Resources Tuning¶
This section will contain a collection of suggested settings for various services running on NetEye.
MariaDB¶
MariaDB is started with default upstream settings. If the size of
an installation requires it, resource usage of MariaDB can be adjusted
to meet the higher requirements for performance. The following
settings can be added to a file
/neteye/shared/mysql/conf/my.cnf.d/custom.conf
:
[mysqld]
innodb_buffer_pool_size=16G
tmp_table_size = 512M
max_heap_table_size = 512M
innodb_sort_buffer_size=16000000
sort_buffer_size=32M
Icingaweb2 GUI¶
Performance of the Icingaweb2 Graphical User Interface, can significantly be improved in high load environments by adding INDEX and updating the COLUMN definition of hostgroups and history related tables. To do this, execute the below queries manually:
ALTER TABLE icinga_hostgroups MODIFY hostgroup_object_id bigint(20) unsigned NOT NULL;
ALTER TABLE icinga_hostgroups ADD UNIQUE INDEX idx_hostgroups_hostgroup_object_id (hostgroup_object_id);
ALTER TABLE icinga_commenthistory ADD INDEX idx_icinga_commenthistory_entry_time (entry_time);
ALTER TABLE icinga_downtimehistory ADD INDEX idx_icinga_downtimehistory_entry_time (entry_time);
ALTER TABLE icinga_notifications ADD INDEX idx_icinga_notifications_start_time (start_time);
ALTER TABLE icinga_statehistory ADD INDEX idx_icinga_statehistory_state_time (state_time);
InfluxDB¶
InfluxDB is a time series database designed to handle high volumes of write and query loads in NetEye. If you want to learn more about InfluxDB you can refer to the official InfluxDB documentation
Migration of inmem (in-memory) indices to TSI (time-series)
From NetEye 4.14, InfluxDB will use the Time Series Index (TSI).

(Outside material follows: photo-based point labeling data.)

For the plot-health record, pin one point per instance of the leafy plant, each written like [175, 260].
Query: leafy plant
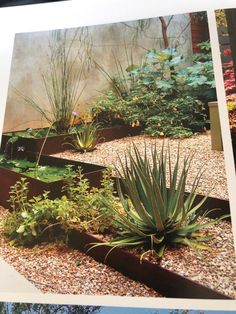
[156, 216]
[42, 219]
[45, 173]
[95, 216]
[39, 218]
[86, 138]
[163, 94]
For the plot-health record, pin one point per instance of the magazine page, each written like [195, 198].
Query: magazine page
[117, 157]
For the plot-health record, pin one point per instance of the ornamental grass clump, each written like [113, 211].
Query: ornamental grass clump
[61, 81]
[157, 214]
[85, 139]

However, the existing setup will still use the TSM index for writing and fetching data until you perform the migration procedure, which consists of the following steps.
Build TSI by running the
influx_inspect buildtsi
command:In a cluster environment, the below command must be executed on the node on which the InfluxDB resource is running:
sudo -u influxdb influx_inspect buildtsi -datadir /neteye/shared/influxdb/data/data -waldir /neteye/shared/influxdb/data/wal -v
Upon execution, the above command will build TSI for all the databases that exist in *
Note
If you want to build TSI only for a specific database then add the
-database <database_name>
parameter to the above command.Restart the
influxdb
service:
Single node:
systemctl restart influxdb
Cluster environment:
pcs resource restart influxdb
The official documentation of InfluxDB Upgrade contains more information about the inmem (in-memory) to TSI (time-series) migration process.
Log Analytics (Elastic Stack) Performance Tuning¶
This guide summarises the relevant configuration optimisations that allows to optimize Elastic Stack and boost the performance to optimise the use on Netye 4. Applying these suggestions proves very useful and is suggested, especially on larger Elastic deployments.
Elasticsearch JVM Optimization¶
In Elasticsearch, the default options for the JVM are specified in the
/neteye/local/elasticsearch/conf/jvm.options
file.
Please note how this file must not be modified, since it will be
overwritten at each update.
If you would like to specify or override some options, a new .options
file should
be created in the /neteye/local/elasticsearch/conf/jvm.options.d/
folder,
containing the desired options, one per line. Please note
that the JVM processes the options files according to the lexicographic order.
For example, we can set the encoding used by Java for reading and saving files to UTF-8
by creating a /neteye/local/elasticsearch/conf/jvm.options.d/01_custom_jvm.options
with the following content:
-Dfile.encoding=UTF-8
For more information about the available JVM options and their syntax, please refer to the official documentation.
Elasticsearch Database Tuning¶
Swapping
Swapping is very bad for performance, for node stability, and should be avoided at any costs, because it can cause garbage collections to last for minutes instead of milliseconds, it can cause nodes to respond slowly, or even to disconnect from the cluster. In a resilient distributed system, it proves more effective to let the operating system kill the node than allowing swapping.
Moreover, Elasticsearch performs poorly when the system is swapping the memory to disk. Therefore, it is vitally important to the health of your node that none of the JVM is ever swapped out to disk. The following steps allow to achieve this goal.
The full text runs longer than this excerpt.